Après avoir décoché de vives critiques, le sénateur indépendant Bernie Sanders semblait prêt mardi à attaquer directement ses grands rivaux lors d'un débat démocrate promettant d'être électrique, dernière joute télévisée avant le vote très attendu dans l'Iowa qui marquera le coup d'envoi de la primaire.

Alors que la course avait débuté avec une diversité record au sein des candidats espérant défier le républicain Donald Trump en novembre, les six participants sur le plateau seront, pour la première fois, blancs.

Un fait qu'avait déploré le sénateur Cory Booker juste avant quitter la course lundi.

L'ancien vice-président Joe Biden, favori dans les sondages nationaux, Bernie Sanders, la sénatrice progressiste Elizabeth Warren, l'ex-maire Pete Buttigieg, la sénatrice modérée Amy Klobuchar et le milliardaire Tom Steyer débattront durant deux heures, à partir de 02H00 GMT.

Brandissant des pancartes à leurs noms, leurs supporteurs étaient rassemblés sur le site, à Des Moines, dans l'Iowa.

Des partisans de Donald Trump avaient aussi fait le voyage, une bannière affirmant que le président se "bat pour les agriculteurs de l'Iowa" traversant le ciel bleu de cette journée froide.

Le milliardaire avait d'ailleurs organisé un meeting de campagne, qui devait démarrer peu avant le débat, dans l'Etat voisin du Wisconsin.

Etat rural peu peuplé, l'Iowa pourrait avoir une grande influence sur la course démocrate puisqu'il sera le premier à voter, le 3 février. Les sondages y sont extrêmement serrés entre quatre favoris: Biden, Sanders, Buttigieg et Warren.

- Bernie à l'attaque -

Fort de sa bonne place dans les intentions de vote et de levées de fonds impressionnantes en 2019 auprès de ses supporteurs, le socialiste Bernie Sanders n'épargne plus ses rivaux depuis quelques jours.

Après avoir fait passer des critiques virulentes contre Joe Biden par ses responsables de campagne ce week-end, il s'est attaqué de front mardi à l'ancien vice-président dans une vidéo éreintant ses choix, lorsqu'il était sénateur, sur la guerre en Irak, les coupes dans les protections pour les plus modestes etc.

"Quand on observe mon bilan face au bilan de Joe Biden, je ne pense pas que le bilan de Biden puisse apporter l'énergie dont nous avons besoin pour battre Trump", a-t-il écrit.

De quoi promettre des étincelles sur le plateau.

D'autant que la température est aussi montée ces derniers jours entre les deux principaux candidats progressistes de la primaire, Bernie Sanders et Elizabeth Warren, qui avaient maintenu jusqu'ici un front amical.

Tout est parti d'un article de Politico affirmant ce week-end que l'équipe de campagne de Bernie Sanders donnait comme consigne à ses volontaires de dépeindre sa rivale comme une candidate des élites.

"Je suis déçue d'apprendre que Bernie envoie ses volontaires me salir", a réagi Elizabeth Warren.

Alors que l'ambiance était déjà tendue, une autre polémique a explosé avec un article de CNN.

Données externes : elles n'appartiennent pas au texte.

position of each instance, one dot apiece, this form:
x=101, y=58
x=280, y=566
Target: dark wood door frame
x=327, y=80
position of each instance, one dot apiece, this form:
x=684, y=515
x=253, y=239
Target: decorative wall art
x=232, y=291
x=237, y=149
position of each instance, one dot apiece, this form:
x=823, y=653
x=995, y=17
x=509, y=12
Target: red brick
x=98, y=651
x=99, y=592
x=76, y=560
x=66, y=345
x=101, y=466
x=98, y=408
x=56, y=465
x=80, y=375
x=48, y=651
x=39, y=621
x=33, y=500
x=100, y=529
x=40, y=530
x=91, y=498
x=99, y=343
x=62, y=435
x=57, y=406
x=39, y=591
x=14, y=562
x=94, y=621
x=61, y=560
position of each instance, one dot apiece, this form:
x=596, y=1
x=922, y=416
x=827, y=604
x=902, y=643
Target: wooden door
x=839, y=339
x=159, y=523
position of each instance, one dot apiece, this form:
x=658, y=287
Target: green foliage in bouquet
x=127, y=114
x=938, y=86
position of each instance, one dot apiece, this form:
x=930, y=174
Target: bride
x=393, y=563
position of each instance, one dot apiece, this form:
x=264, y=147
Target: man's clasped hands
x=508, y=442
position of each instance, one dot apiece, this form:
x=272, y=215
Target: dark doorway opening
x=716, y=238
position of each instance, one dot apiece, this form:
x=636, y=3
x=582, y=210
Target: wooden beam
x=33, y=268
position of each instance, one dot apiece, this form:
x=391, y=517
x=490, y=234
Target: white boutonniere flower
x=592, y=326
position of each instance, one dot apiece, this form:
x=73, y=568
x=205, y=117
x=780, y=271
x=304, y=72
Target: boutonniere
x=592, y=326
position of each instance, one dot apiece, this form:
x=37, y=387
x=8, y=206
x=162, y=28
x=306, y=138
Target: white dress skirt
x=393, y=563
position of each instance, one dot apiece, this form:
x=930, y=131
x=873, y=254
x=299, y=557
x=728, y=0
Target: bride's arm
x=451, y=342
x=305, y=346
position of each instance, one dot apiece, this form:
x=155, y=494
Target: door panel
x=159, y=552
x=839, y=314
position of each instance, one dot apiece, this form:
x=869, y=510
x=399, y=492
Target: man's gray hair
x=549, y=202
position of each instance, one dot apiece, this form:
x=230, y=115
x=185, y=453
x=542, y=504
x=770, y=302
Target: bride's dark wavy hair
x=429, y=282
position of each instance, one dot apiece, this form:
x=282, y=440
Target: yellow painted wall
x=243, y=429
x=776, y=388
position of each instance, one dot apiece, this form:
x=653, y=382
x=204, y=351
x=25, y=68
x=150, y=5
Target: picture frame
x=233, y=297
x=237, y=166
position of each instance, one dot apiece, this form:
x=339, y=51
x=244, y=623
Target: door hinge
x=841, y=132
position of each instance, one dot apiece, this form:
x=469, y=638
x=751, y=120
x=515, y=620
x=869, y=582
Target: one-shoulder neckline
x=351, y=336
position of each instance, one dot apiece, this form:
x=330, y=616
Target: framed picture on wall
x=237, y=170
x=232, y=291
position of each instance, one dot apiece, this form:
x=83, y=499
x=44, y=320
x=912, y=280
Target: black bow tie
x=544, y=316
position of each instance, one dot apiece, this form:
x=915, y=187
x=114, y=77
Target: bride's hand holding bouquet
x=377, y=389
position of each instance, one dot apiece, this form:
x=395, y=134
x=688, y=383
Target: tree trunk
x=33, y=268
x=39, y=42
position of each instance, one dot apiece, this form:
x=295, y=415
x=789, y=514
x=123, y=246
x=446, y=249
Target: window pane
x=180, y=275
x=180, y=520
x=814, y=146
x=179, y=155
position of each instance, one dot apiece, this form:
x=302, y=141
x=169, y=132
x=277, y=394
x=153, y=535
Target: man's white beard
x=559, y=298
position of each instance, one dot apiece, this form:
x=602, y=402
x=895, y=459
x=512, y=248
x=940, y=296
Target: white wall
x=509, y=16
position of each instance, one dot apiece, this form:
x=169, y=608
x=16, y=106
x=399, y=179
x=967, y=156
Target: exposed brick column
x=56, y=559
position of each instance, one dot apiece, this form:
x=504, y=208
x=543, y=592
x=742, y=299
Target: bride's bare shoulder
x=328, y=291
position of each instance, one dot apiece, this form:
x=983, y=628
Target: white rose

La chaîne a affirmé que M. Sanders avait déclaré à sa rivale qu'une femme ne pourrait pas gagner la présidentielle contre Donald Trump, alors même qu'elle venait de lui confier, fin 2018, qu'elle comptait se présenter.

"Ridicule", a réagi Bernie Sanders.

Embarrassant: Elizabeth Warren a pourtant ensuite confirmé ces informations dans un communiqué officiel: "J'ai dit qu'une femme pourrait gagner, il n'était pas d'accord".

Ces fuites gênantes dans la presse coïncident avec la nouvelle position renforcée de Bernie Sanders dans la primaire.

Largement épargné lors des précédents débats, le socialiste devrait donc cette fois faire l'objet des piques de ses rivaux.

Âgé de 78 ans, le sénateur pourrait notamment être attaqué sur son âge et sa forme, après avoir fait une crise cardiaque le 1er octobre, dont il s'est bien remis selon ses médecins.

Joe Biden arrive lui fort du soutien nouvellement annoncé de plusieurs jeunes élus qui ont remporté en 2018 leurs mandats dans des circonscriptions républicaines.

Un bon point pour appuyer son image de candidat à même de regagner certains électeurs qui avaient basculé en faveur de Donald Trump en 2016, notamment dans les bassins ouvriers.

Mais ce vétéran de la politique de 77 ans doit aussi faire face aux doutes sur son âge, alimentés par ses gaffes. Et aux critiques qui, comme Bernie Sanders, voient dans son bilan un handicap lors d'un éventuel duel face à Donald Trump le 3 novembre.